Zihnimiz hep mükemmeli düşünmeye çalışıyor. Kötü, mükemmel bir biçimde en kötüsü içinde hiç iyi ihtimalleri barındırmayan. İyi ise mükemmel biçimde iyi, kötü ihtimalleri yok sayacak biçimde. Bu da gerçek hayatla pek bağdaşmıyor çünkü gerçekler daha karışık içinde iyi ve kötü birçok yanı olabiliyor. Bakışımızı değiştirerek çeşitli yönler bulabiliyoruz fakat zihin kötüyü tasarlamak istiyorsa sadece onu üretmeye odaklanıyor.
Gerçek sorun olduğunda, düşüncelerin önemi yoktur, eyleme geçilir.
Düşünce ile üretilenler ise gerceklikten yoksun, ancak gerçeklik duygusu ile örülmüştür.
İhtimaller üzerine yapılan kurgu, bence gerçek sorundan daha sarsıcı.
Dış dünyadaki verilen savaşlar nihayi bir sonuca erebiliyorken.

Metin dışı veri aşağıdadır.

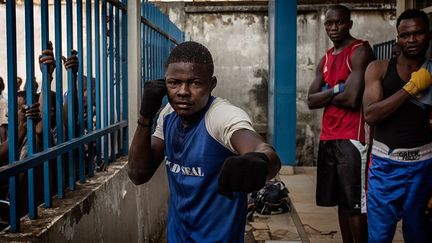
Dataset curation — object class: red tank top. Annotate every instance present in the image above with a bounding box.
[320,40,368,142]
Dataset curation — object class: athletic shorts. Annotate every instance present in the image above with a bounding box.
[367,141,432,243]
[316,140,368,214]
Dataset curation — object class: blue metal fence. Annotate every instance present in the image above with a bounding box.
[373,40,396,60]
[0,0,184,232]
[0,0,128,232]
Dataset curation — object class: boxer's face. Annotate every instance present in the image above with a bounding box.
[324,9,352,42]
[165,62,216,120]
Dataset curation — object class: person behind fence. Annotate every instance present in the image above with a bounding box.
[308,5,374,242]
[0,91,43,221]
[363,9,432,243]
[128,41,281,242]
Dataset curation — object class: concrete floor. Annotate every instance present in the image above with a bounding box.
[245,167,404,243]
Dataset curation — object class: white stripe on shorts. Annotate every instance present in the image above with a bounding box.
[350,139,368,213]
[372,140,432,162]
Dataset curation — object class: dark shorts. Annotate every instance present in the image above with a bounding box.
[316,140,368,213]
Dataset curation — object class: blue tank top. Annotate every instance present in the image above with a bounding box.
[374,58,432,149]
[163,97,247,243]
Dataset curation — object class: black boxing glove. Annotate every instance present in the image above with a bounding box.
[140,79,167,118]
[218,152,269,198]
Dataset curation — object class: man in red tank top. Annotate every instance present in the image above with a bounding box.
[308,5,374,242]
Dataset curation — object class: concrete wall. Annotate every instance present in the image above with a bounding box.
[157,2,268,133]
[158,2,396,165]
[0,161,168,243]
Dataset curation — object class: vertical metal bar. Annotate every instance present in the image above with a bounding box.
[54,1,65,198]
[94,0,102,165]
[41,0,52,208]
[108,4,116,161]
[76,0,85,183]
[86,1,94,177]
[102,0,108,165]
[155,8,161,78]
[269,1,297,165]
[115,8,123,155]
[121,0,129,155]
[25,0,37,219]
[66,0,76,191]
[148,3,156,80]
[6,0,20,232]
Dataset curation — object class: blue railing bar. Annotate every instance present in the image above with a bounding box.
[102,0,112,165]
[86,1,94,177]
[94,0,105,165]
[0,120,128,180]
[76,0,85,183]
[121,0,129,155]
[107,0,127,11]
[148,4,158,80]
[141,16,179,45]
[54,1,65,198]
[5,0,20,232]
[41,0,52,208]
[154,7,160,78]
[25,0,37,219]
[107,4,117,161]
[66,0,76,191]
[114,8,123,155]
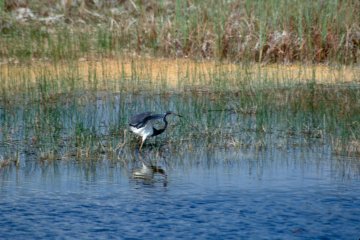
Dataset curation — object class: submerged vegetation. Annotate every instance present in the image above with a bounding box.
[0,0,360,168]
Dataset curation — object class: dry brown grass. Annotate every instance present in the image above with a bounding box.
[0,58,360,92]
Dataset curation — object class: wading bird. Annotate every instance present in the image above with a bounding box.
[129,111,181,151]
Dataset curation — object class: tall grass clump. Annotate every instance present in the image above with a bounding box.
[0,0,360,64]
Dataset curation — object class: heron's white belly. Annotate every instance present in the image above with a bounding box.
[130,125,153,140]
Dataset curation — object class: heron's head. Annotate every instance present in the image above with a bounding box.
[165,111,182,117]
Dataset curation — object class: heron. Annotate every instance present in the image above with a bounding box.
[129,111,182,151]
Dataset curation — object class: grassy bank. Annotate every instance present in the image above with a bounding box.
[0,58,360,165]
[0,0,360,64]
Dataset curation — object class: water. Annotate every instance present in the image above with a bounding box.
[0,147,360,239]
[0,93,360,239]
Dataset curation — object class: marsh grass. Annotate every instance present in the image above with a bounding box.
[0,58,360,171]
[0,0,360,64]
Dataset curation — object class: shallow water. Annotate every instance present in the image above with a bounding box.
[0,89,360,239]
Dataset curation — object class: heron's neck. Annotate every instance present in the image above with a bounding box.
[152,114,168,136]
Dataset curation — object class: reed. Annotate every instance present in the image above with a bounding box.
[0,0,360,64]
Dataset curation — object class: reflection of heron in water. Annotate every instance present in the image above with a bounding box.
[132,162,166,179]
[132,150,167,186]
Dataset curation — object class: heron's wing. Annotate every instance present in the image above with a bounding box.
[129,112,164,128]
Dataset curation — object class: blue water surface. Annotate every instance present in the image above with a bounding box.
[0,149,360,239]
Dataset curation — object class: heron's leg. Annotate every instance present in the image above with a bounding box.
[139,139,145,152]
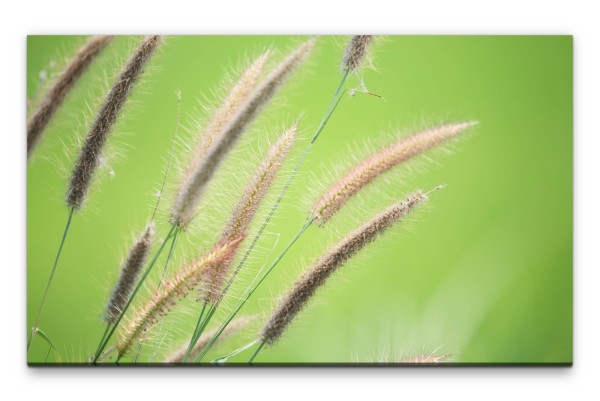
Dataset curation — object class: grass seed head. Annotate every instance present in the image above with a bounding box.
[260,191,427,345]
[66,35,163,210]
[165,315,256,364]
[116,234,242,357]
[312,122,475,226]
[201,124,297,304]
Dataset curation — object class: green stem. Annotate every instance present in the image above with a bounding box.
[92,222,178,364]
[181,301,207,362]
[148,231,179,362]
[248,341,265,365]
[27,208,75,352]
[196,218,315,362]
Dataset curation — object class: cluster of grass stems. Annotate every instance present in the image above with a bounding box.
[27,35,474,364]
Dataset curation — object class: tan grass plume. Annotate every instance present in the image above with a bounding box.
[184,51,270,180]
[342,35,373,72]
[172,39,315,224]
[104,221,155,324]
[165,315,256,363]
[27,36,112,158]
[116,234,242,358]
[398,353,452,365]
[201,123,297,304]
[260,191,427,345]
[66,35,163,210]
[312,122,476,226]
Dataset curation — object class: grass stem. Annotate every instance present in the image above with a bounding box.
[27,208,75,352]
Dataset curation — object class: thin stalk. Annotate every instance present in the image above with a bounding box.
[92,224,178,364]
[27,208,75,352]
[248,341,265,365]
[158,230,179,290]
[211,338,260,364]
[196,218,315,362]
[181,301,207,362]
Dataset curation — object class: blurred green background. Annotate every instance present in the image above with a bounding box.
[24,36,573,363]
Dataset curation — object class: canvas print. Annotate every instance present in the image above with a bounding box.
[28,35,573,366]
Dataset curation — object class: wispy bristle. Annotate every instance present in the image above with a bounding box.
[104,221,155,324]
[27,36,112,158]
[312,122,475,225]
[178,51,270,206]
[66,35,162,210]
[172,39,315,224]
[260,191,427,345]
[342,35,373,72]
[398,354,452,365]
[202,124,297,303]
[116,234,242,357]
[165,315,256,363]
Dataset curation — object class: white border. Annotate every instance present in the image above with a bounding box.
[0,0,600,400]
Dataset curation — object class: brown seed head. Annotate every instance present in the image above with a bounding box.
[66,35,163,210]
[27,36,112,158]
[312,122,475,226]
[260,191,427,345]
[399,354,452,365]
[342,35,373,72]
[104,221,155,324]
[179,51,269,203]
[116,234,242,357]
[201,124,297,304]
[172,39,315,224]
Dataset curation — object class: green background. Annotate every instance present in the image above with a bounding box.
[24,36,573,363]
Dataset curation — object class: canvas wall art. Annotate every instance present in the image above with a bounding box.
[23,35,573,367]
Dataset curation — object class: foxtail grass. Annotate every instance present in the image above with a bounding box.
[116,238,242,359]
[205,123,297,304]
[172,39,315,224]
[66,35,163,210]
[312,122,476,226]
[104,221,156,324]
[27,36,112,158]
[342,35,373,72]
[259,191,427,345]
[178,51,270,194]
[398,353,452,365]
[164,315,256,364]
[183,123,297,361]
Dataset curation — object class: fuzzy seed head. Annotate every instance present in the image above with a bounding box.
[260,191,427,345]
[116,234,242,357]
[27,36,112,158]
[104,221,156,324]
[342,35,373,72]
[66,35,163,210]
[312,122,475,226]
[201,124,297,304]
[165,315,256,364]
[179,51,269,205]
[172,39,315,224]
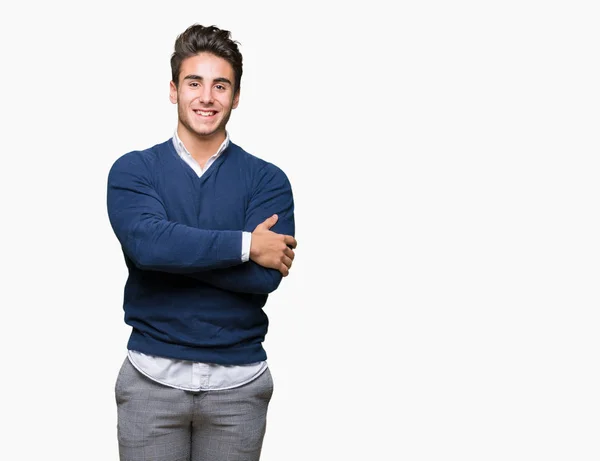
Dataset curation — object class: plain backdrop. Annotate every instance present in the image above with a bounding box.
[0,0,600,461]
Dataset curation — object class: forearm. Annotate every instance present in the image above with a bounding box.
[107,157,242,273]
[187,261,282,294]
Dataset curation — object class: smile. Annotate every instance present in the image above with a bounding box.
[194,110,217,117]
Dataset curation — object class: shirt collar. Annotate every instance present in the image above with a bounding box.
[173,129,229,159]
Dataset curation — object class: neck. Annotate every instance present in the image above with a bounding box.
[177,123,226,165]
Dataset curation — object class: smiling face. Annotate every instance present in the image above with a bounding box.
[169,53,240,143]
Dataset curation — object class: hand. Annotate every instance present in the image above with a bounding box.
[250,214,297,277]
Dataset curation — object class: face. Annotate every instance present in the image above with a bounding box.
[169,53,240,139]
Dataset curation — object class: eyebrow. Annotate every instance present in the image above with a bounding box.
[183,74,233,86]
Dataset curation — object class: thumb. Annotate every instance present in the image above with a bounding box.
[258,214,279,230]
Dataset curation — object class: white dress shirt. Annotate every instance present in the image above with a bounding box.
[127,130,267,391]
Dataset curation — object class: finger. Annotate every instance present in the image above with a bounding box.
[254,214,279,230]
[264,214,279,229]
[283,235,298,249]
[283,247,296,261]
[281,256,292,269]
[279,264,290,277]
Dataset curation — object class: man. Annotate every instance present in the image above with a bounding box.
[107,25,296,461]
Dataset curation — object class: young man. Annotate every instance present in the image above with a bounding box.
[107,25,296,461]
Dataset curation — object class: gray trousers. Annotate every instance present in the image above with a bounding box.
[115,358,273,461]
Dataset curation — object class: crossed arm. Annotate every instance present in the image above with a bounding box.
[107,155,296,294]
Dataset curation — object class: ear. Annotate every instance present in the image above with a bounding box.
[169,80,177,104]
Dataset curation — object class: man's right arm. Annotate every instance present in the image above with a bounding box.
[107,153,242,273]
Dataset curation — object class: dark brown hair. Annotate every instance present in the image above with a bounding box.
[171,24,242,93]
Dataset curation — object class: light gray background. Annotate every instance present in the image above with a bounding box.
[0,0,600,461]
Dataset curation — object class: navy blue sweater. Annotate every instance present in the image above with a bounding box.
[107,139,294,364]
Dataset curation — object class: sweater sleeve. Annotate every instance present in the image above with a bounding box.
[107,152,242,274]
[184,164,295,294]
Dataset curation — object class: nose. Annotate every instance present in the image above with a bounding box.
[199,85,213,104]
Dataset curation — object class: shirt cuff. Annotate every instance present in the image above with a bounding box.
[242,232,252,263]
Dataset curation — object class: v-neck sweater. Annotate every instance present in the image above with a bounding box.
[107,139,295,365]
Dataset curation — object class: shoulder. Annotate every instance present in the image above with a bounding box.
[230,143,289,183]
[109,139,172,175]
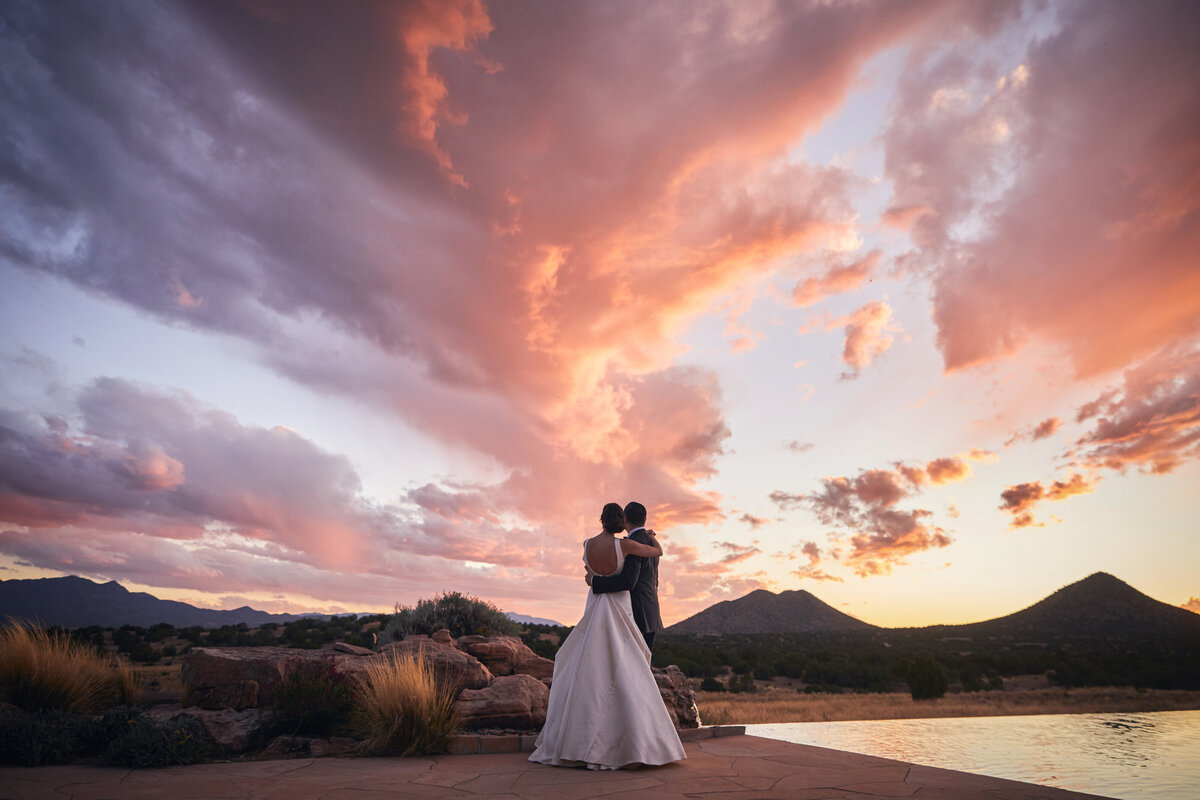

İnsanın Kendi içinde ürettiği kargaşa bitmez tükenmez bir sokırım hâline dönüşür..
Bu yüzden ürkütücü olabilir:)
Bahsedilen doğal olan dış dünyadaki gerçek tehlikelerin haricindeki tehlikelerse eğer. Ben bunun yine insanın kendi içinde ürettiği kargaşanın ürettiği tehlikeler olduğunu düşünüyorum. Hatta karşılıklı biribirilerini ürettiklerini de düşünebiliriz.
İnsan dış tehlikelerden bir şekilde koruyabiliyor kendini, belki kaçarak belki savaşarak, belki kabul ederek korunuyor. Fakat içte verilen savaştan ne kaçabiliyor insan ne de savaşabiliyor. Kabul etmekse en zor olanı. O yüzden bence doğru.
Zihnimizde ürettiklerimiz gerçeklerden çok daha ürkütücüdür çoğu zaman, hatta o denli güçlüdürlerler ki gerçeği eğik bükerek kendi gerçekliğine uydurur ona inanmayı yeğleriz.